Apriori algorithm is one of the more practical and commonly used algorithms today. It’s a sequence used for dataset mining and is truly helpful in forming associations within the dataset. The fact that it can be used to make assumptions about the relationships within the group makes it highly significant in identifying trends.
This algorithm was developed in 1994 by Srikant and Agarwal. The idea is to come up with a sequence that would determine the association of an item to another through a series of transactions. This is opposed to what the then-current market has to offer. There are other algorithms in place in doing this like Winepi or other sequencing with no timestamps but there are none that would incorporate the use of transactions. In doing this, the whole database is composed of transactions wherein each transaction, comprising a set of items, becomes a subset of the whole database.

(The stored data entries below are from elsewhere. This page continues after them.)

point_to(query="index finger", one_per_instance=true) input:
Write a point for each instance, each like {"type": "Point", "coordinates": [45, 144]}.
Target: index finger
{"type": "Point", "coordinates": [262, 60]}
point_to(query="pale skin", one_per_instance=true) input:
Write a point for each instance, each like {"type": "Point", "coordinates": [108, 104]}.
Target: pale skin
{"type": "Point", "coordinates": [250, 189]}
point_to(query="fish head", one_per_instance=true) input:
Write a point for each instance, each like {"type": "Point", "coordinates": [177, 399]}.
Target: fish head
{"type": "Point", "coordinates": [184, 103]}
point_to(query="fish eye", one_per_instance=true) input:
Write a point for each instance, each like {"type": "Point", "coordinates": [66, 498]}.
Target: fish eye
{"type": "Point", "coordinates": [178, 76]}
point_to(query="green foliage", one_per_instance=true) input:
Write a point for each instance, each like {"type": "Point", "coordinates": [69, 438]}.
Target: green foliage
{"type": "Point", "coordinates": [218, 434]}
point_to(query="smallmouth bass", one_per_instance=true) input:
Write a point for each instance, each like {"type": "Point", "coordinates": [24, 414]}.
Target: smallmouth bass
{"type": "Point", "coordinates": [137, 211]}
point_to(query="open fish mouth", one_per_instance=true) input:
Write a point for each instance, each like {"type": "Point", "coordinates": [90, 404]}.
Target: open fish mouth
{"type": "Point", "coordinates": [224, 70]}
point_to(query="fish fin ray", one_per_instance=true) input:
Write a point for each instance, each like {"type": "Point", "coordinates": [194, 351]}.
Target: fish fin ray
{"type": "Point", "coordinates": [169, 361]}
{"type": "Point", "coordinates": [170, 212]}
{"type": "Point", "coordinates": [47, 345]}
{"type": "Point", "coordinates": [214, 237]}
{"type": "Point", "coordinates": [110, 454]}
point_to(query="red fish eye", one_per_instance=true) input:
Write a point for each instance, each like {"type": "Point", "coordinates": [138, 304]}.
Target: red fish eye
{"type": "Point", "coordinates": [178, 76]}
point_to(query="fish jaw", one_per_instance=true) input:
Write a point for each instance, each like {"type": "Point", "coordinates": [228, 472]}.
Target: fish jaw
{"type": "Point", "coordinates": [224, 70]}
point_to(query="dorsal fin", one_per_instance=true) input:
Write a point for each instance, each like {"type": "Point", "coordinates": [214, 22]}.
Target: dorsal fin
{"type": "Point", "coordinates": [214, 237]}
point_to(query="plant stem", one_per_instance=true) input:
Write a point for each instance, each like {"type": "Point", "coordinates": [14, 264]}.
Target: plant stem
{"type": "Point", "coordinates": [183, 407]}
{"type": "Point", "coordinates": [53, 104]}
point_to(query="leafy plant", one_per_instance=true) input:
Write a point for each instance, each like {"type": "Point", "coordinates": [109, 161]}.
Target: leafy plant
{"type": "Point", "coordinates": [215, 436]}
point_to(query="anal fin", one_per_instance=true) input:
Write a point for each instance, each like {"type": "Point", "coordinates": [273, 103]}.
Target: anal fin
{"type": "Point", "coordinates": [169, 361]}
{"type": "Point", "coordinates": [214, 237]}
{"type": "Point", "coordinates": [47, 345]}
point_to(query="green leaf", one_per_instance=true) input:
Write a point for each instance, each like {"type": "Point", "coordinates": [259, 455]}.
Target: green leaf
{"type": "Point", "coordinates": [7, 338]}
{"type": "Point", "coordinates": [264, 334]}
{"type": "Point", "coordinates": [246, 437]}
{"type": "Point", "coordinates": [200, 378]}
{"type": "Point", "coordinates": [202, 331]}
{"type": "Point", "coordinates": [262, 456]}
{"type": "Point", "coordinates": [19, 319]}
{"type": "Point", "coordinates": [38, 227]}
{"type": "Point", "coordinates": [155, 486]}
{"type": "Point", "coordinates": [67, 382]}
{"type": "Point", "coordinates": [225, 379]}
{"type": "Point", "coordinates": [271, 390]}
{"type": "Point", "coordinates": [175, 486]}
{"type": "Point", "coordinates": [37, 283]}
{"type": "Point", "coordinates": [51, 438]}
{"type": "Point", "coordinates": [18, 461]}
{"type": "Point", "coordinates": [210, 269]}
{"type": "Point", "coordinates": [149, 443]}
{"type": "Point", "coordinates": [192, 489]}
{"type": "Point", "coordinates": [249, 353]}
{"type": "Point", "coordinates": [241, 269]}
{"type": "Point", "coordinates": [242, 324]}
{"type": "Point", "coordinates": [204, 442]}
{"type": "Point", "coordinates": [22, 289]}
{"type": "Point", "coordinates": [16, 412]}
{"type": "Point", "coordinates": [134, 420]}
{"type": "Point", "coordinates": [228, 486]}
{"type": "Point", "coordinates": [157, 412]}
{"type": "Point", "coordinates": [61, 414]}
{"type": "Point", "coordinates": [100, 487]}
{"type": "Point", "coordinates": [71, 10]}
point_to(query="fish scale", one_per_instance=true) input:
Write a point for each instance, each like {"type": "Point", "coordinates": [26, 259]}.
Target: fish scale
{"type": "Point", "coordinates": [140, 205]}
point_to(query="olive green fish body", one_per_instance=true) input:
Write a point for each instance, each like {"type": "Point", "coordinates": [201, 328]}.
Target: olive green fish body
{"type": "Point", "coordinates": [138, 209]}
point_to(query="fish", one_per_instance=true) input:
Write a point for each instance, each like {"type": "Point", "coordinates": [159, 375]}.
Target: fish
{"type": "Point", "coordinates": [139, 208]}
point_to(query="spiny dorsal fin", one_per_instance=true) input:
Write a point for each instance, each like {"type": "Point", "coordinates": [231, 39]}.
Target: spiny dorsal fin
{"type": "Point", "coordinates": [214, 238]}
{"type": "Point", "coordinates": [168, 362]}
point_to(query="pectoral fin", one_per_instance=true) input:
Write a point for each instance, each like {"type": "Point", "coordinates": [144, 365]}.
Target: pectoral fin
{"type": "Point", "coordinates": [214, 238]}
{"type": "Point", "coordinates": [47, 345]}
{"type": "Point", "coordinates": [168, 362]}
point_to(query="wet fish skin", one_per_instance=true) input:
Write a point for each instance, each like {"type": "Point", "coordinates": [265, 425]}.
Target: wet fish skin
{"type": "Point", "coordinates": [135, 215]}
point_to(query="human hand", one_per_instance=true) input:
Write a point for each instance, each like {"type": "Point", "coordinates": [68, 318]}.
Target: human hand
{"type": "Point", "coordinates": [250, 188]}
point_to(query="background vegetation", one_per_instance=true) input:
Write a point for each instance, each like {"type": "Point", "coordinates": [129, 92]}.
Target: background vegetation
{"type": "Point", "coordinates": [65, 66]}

The apriori algorithm works this way. A subset is evaluated in comparison to another subset. They do this by extending a subset and branching it out on a per item basis. Once an item extension is deemed successful, it will continue to extend its scope and test another item in the subset. It only terminates when the extension fails. This applies to all the subsets, meaning every item will be pitted against each other. This is useful in determining how close the relationships are with one another.
A more practical application of apriori algorithm is the database used in supermarkets or department stores. Every purchase becomes a subset and the algorithm works to determine the consumer behavior. It’s highly essential in doing the market basket analysis which is a theory that if one purchases this item, it is highly probable that one will purchase a set of other items as well. The algorithm helps determine the frequency of purchases and the trends involved.